Leveraging Clinejection to Leak Publication Secrets and techniques
Whereas it is at the moment not clear who’s behind the breach of the npm package deal and what their finish targets have been, it comes after safety researcher Adnan Khan found that attackers might steal the repository’s authentication tokens by means of immediate injection by profiting from the truth that it’s configured to robotically triage any incoming concern raised on GitHub.
“When a new issue is opened, the workflow spins up Claude with access to the repository and a broad set of tools to analyze and respond to the issue,” Khan defined. “The intent: automate first-response to reduce maintainer burden.”
However a misconfiguration within the workflow meant that it gave Claude extreme permissions to attain arbitrary code execution throughout the default department. This facet, mixed with a immediate injection embedded throughout the GitHub concern title, may very well be exploited by an attacker with a GitHub account to trick the AI agent into operating arbitrary instructions and compromise manufacturing releases.
This shortcoming, which builds upon PromptPwnd, has been codenamed Clinejection. It was launched in a supply code commit made on December 21, 2025. The assault chain is printed beneath –
- Immediate Claude to run arbitrary code in concern triage workflow
- Evict respectable cache entries by filling the cache with greater than 10GB of junk information, triggering GitHub’s Least Just lately Used (LRU) cache eviction coverage
- Set poisoned cache entries matching the nightly launch workflow’s cache keys
- Anticipate the nightly publish to run at round 2 a.m. UTC and set off on the poisoned cache entry
“This would allow an attacker to obtain code execution in the nightly workflow and steal the publication secrets,” Khan famous. “If a threat actor were to obtain the production publish tokens, the result would be a devastating supply chain attack.”

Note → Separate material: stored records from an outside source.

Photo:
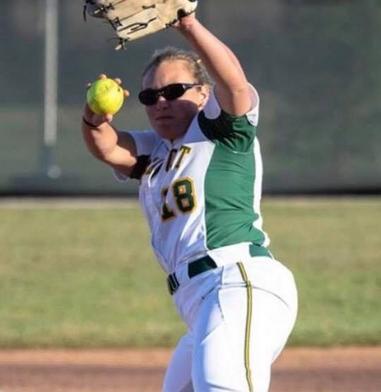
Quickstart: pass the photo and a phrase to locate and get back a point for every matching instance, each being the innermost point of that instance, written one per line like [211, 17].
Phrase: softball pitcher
[200, 173]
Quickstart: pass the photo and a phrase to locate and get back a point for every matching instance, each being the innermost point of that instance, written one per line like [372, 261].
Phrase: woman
[200, 177]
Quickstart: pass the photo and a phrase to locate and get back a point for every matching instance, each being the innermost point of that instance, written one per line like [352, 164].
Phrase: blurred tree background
[315, 63]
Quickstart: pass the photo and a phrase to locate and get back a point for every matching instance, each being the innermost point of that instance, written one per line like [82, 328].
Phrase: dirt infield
[298, 370]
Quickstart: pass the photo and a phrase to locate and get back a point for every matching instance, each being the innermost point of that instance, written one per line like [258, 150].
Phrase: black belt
[195, 267]
[206, 263]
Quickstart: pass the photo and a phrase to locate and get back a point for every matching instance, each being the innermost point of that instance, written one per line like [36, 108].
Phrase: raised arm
[117, 149]
[232, 90]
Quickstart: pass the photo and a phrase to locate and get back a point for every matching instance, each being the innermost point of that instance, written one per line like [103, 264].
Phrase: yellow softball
[105, 96]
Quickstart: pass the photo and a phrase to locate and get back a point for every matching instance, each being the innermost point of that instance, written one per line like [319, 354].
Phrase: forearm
[117, 149]
[219, 60]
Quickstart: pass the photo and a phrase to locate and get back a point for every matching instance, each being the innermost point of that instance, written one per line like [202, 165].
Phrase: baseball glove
[132, 19]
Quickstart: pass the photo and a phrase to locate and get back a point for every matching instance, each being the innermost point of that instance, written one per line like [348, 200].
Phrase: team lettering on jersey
[182, 189]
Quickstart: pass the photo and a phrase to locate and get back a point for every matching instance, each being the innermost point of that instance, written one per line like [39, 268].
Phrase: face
[171, 118]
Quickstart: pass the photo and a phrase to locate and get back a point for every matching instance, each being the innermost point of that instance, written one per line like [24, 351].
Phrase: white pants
[239, 317]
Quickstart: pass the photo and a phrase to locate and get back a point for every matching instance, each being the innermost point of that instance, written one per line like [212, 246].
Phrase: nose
[161, 102]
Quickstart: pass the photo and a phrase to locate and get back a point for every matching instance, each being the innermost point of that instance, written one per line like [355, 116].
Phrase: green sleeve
[235, 132]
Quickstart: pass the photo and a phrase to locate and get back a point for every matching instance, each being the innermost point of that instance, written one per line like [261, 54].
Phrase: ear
[204, 96]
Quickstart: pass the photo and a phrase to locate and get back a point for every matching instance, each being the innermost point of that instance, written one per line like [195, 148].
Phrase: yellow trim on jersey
[249, 292]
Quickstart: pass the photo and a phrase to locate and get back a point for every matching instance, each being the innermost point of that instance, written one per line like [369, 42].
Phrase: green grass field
[86, 277]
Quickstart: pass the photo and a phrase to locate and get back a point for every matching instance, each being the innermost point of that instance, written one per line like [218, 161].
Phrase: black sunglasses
[170, 92]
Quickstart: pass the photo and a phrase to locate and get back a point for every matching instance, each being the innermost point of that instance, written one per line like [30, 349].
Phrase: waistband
[207, 263]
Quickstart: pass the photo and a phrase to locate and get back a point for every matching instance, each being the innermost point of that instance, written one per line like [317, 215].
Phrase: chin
[169, 134]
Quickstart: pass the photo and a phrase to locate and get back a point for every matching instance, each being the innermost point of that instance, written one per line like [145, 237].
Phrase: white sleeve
[212, 108]
[145, 142]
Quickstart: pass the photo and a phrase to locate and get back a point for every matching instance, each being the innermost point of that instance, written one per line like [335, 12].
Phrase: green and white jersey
[201, 194]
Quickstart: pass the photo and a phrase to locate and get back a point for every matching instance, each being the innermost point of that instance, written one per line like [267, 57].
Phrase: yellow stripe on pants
[249, 292]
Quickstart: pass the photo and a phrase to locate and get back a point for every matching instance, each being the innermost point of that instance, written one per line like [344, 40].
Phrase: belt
[206, 263]
[195, 267]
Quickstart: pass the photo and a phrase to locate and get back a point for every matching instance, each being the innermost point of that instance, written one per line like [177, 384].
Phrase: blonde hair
[195, 65]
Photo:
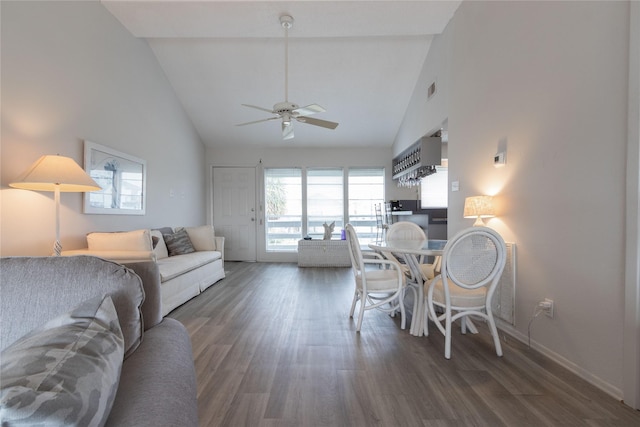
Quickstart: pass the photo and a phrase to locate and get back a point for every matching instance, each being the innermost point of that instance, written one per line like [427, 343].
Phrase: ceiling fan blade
[258, 108]
[257, 121]
[317, 122]
[309, 110]
[287, 131]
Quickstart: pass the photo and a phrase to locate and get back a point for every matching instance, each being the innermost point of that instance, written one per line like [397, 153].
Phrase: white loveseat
[187, 266]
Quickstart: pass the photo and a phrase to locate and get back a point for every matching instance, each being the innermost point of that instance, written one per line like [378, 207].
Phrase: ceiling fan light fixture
[288, 111]
[286, 21]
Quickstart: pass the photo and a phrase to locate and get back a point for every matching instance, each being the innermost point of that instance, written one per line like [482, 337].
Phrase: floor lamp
[58, 174]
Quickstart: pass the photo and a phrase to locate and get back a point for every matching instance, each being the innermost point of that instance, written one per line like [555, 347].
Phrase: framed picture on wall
[122, 177]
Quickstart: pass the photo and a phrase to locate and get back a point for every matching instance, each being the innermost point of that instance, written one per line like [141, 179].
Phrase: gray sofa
[149, 376]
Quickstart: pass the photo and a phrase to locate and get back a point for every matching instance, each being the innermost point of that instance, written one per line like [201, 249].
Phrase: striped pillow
[66, 372]
[178, 243]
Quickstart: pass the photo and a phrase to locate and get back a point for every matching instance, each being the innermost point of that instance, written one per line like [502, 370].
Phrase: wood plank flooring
[274, 346]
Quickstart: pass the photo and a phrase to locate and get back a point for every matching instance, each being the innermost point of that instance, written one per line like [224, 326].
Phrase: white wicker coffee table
[323, 253]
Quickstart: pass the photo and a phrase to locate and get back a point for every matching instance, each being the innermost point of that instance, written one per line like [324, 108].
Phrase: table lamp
[479, 207]
[57, 174]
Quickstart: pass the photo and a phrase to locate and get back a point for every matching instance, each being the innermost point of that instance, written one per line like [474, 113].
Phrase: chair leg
[425, 318]
[494, 334]
[361, 313]
[403, 316]
[447, 335]
[353, 304]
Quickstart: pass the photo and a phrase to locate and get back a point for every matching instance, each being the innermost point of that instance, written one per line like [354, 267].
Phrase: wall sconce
[479, 207]
[57, 174]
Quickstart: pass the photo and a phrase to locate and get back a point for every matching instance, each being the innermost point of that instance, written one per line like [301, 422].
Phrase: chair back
[405, 230]
[354, 249]
[475, 257]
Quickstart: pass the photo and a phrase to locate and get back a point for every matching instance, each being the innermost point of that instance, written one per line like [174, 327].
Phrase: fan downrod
[286, 21]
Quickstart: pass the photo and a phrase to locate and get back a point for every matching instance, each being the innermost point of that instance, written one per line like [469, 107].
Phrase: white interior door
[234, 211]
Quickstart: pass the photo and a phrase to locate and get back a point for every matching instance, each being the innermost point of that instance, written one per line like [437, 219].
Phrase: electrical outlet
[547, 306]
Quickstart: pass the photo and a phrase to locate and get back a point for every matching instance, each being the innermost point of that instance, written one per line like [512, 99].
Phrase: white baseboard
[614, 392]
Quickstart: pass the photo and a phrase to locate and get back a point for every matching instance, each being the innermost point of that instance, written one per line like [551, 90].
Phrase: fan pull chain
[286, 26]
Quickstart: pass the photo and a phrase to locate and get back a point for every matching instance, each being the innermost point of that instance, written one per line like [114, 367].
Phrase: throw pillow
[66, 372]
[137, 240]
[203, 238]
[178, 243]
[160, 249]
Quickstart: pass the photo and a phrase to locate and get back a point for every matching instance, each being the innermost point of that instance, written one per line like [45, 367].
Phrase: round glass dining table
[411, 251]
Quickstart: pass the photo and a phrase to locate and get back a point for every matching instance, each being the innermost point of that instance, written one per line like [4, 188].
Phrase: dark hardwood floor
[274, 346]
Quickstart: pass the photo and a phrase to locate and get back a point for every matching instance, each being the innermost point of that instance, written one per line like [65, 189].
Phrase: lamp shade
[51, 171]
[479, 207]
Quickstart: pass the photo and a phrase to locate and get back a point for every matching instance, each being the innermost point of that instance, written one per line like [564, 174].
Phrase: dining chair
[375, 288]
[472, 263]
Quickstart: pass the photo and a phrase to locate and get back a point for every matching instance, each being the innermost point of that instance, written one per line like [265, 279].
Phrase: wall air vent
[431, 90]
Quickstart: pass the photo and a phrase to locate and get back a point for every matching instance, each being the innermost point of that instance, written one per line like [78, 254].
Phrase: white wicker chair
[472, 264]
[379, 288]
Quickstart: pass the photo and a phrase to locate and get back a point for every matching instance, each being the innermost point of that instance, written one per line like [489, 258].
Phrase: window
[434, 189]
[298, 202]
[283, 208]
[325, 201]
[366, 189]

“A malicious update pushed through compromised publication credentials would execute in the context of every developer who has the extension installed and set to update automatically.”
In different phrases, the assault sequence employs GitHub Actions cache poisoning to pivot from the triage workflow to a extremely privileged workflow, such because the Publish Nightly Launch and Publish NPM Nightly workflows, and steal the nightly publication credentials, which have the identical entry as these used for manufacturing releases.

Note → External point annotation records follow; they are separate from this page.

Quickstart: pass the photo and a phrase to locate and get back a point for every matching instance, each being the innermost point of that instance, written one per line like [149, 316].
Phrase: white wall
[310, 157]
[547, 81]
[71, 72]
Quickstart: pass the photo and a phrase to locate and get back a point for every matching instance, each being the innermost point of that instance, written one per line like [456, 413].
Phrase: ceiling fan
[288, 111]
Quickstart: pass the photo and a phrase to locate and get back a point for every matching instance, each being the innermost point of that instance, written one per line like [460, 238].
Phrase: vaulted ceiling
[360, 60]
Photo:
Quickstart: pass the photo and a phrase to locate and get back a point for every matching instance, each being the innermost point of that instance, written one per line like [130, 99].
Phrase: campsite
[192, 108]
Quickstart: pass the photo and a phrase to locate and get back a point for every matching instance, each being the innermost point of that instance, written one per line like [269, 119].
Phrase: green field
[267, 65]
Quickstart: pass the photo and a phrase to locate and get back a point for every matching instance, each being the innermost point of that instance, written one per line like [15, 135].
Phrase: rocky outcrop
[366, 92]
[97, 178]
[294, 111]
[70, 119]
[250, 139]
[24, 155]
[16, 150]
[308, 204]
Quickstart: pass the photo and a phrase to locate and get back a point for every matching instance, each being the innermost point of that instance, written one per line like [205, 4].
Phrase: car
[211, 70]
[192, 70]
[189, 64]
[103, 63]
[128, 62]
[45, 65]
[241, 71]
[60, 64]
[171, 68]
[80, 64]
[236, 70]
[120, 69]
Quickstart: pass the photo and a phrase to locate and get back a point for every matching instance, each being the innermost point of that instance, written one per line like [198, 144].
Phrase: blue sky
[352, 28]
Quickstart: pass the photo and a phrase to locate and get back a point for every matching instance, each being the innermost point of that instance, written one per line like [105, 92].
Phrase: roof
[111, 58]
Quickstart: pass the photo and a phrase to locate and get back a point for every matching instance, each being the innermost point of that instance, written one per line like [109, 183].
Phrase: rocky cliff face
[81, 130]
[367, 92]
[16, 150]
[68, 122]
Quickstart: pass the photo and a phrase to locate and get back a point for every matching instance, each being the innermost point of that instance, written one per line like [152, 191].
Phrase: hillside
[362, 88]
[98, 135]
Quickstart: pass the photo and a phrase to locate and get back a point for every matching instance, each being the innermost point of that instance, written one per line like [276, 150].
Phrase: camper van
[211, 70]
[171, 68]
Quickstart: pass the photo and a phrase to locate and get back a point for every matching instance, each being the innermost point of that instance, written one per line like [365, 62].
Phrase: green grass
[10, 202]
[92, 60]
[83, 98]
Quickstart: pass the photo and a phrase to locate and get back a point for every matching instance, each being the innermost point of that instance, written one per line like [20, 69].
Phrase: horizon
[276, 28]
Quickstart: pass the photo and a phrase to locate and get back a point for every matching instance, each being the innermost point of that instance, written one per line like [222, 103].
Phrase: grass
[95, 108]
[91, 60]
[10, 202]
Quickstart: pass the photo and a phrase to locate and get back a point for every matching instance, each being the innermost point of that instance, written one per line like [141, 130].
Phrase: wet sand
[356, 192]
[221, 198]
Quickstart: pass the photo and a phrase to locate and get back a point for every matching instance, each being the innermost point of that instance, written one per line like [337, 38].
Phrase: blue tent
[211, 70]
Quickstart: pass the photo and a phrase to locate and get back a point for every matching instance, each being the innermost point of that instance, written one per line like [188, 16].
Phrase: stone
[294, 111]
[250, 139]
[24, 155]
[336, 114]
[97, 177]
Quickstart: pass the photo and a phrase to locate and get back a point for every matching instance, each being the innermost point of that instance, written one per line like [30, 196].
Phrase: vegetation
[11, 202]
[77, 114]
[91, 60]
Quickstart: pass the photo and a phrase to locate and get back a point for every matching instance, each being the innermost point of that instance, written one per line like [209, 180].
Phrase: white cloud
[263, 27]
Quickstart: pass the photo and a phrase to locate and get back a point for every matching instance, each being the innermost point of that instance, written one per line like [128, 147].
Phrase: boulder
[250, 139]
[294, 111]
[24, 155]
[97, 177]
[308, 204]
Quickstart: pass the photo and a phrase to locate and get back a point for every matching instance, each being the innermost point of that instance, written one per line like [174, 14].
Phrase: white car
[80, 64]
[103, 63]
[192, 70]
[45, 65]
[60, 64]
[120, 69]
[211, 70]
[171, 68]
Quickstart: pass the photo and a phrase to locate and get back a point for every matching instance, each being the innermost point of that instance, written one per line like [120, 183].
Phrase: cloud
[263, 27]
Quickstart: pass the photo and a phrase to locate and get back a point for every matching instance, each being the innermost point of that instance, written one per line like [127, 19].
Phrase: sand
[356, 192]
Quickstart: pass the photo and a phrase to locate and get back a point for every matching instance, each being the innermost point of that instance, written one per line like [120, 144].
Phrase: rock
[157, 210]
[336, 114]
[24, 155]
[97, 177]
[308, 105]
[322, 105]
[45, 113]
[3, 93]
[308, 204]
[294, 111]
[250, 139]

Because it seems, that is precisely what occurred, with the unknown risk actor weaponizing an energetic npm publish token (known as NPM_RELEASE_TOKEN or NPM_TOKEN) to authenticate with the Node.js registry and publish Cline model 2.3.0.
“We have been talking about AI supply chain security in theoretical terms for too long, and this week it became an operational reality,” Chris Hughes, VP of Safety Technique at Zenity, mentioned in a press release shared with The Hacker Information. “When a single issue title can influence an automated build pipeline and affect a published release, the risk is no longer theoretical. The industry needs to start recognizing AI agents as privileged actors that require governance.”